On notera qu'à la différence de la LOPSI de 2002, la future LOPPSI s'exécutera à moyens constants, voire en baisse. Elle n'offrira pas de moyens supplémentaires, mais elle fixera des priorités.

Enfin, il faut relever que ces trois chantiers ont de nombreux liens avec le rapprochement police-gendarmerie déjà évoqué.

A. POURSUIVRE LE DÉVELOPPEMENT DE LA POLICE SCIENTIFIQUE ET TECHNIQUE

1. Une priorité reconduite

Lors de son audition, Mme Michèle Alliot-Marie, ministre de l'intérieur, de l'outre-mer et des collectivités territoriales, a rappelé que le développement des nouvelles technologies dans la police nationale figurait au premier rang de ses priorités.

Votre rapporteur qui consacre depuis deux ans une partie de son avis à la police technique et scientifique ne peut que souscrire à cet objectif.

En effet, le renforcement de la police technique et scientifique (PTS) est au coeur de différents enjeux :

- accompagner le passage d'une culture de l'aveu à une culture de la preuve pour confondre les délinquants ;

- adapter les forces de sécurité intérieure aux évolutions technologiques ;

- répondre à la sophistication des méthodes employées par les délinquants.

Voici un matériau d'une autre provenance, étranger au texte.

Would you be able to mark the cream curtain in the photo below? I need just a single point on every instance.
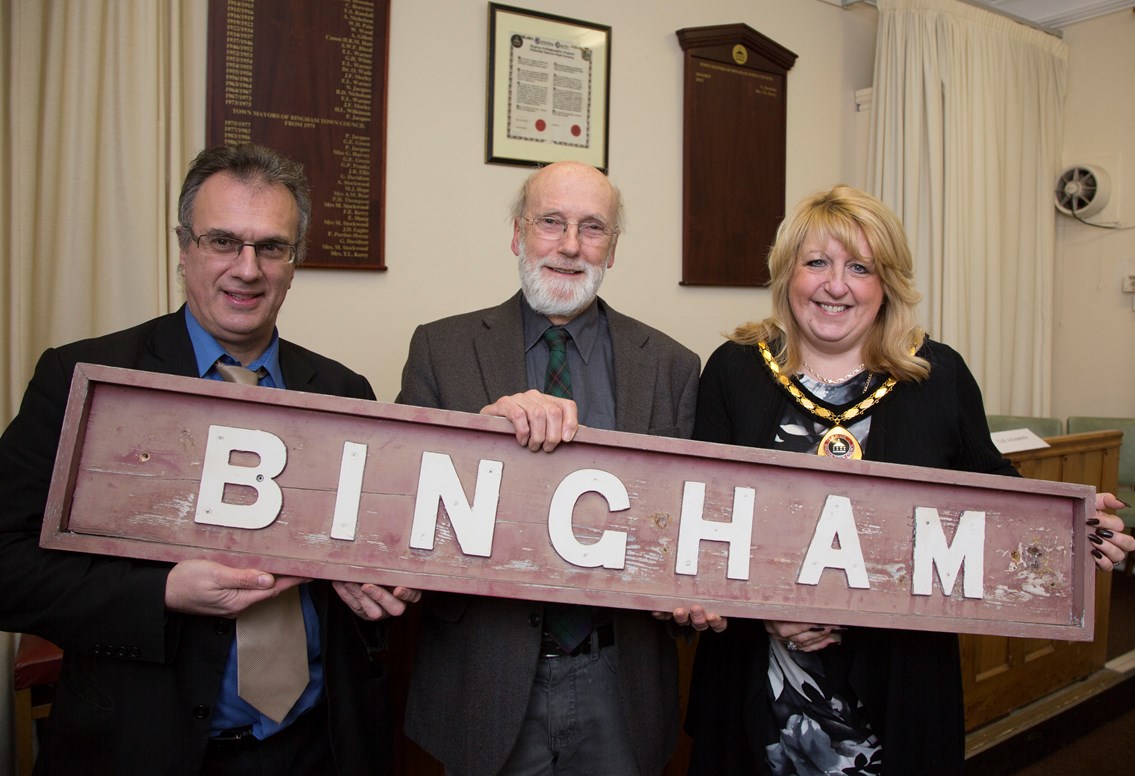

La LOPSI avait déjà fait de la PTS une priorité, notamment en mutualisant et en étendant l'accès aux fichiers de police, en développant considérablement le fichier automatisé des empreintes digitales (FAED) et le fichier national automatisé des empreintes génétiques (FNAEG). Les moyens humains et matériels ont été accrus, de même l'organisation a été rationalisée avec la création d'un établissement public regroupant les différents laboratoires de police scientifique de la police nationale et l'Institut national de la police scientifique.

L'objectif avoué est de faire de la police scientifique et technique un outil quotidien de travail pour l'ensemble des policiers et gendarmes et pour tout type d'infractions .

L'effort de formation continue est essentiel. Chaque service ou unité doit être en capacité de procéder à des relevés de traces de bonne qualité.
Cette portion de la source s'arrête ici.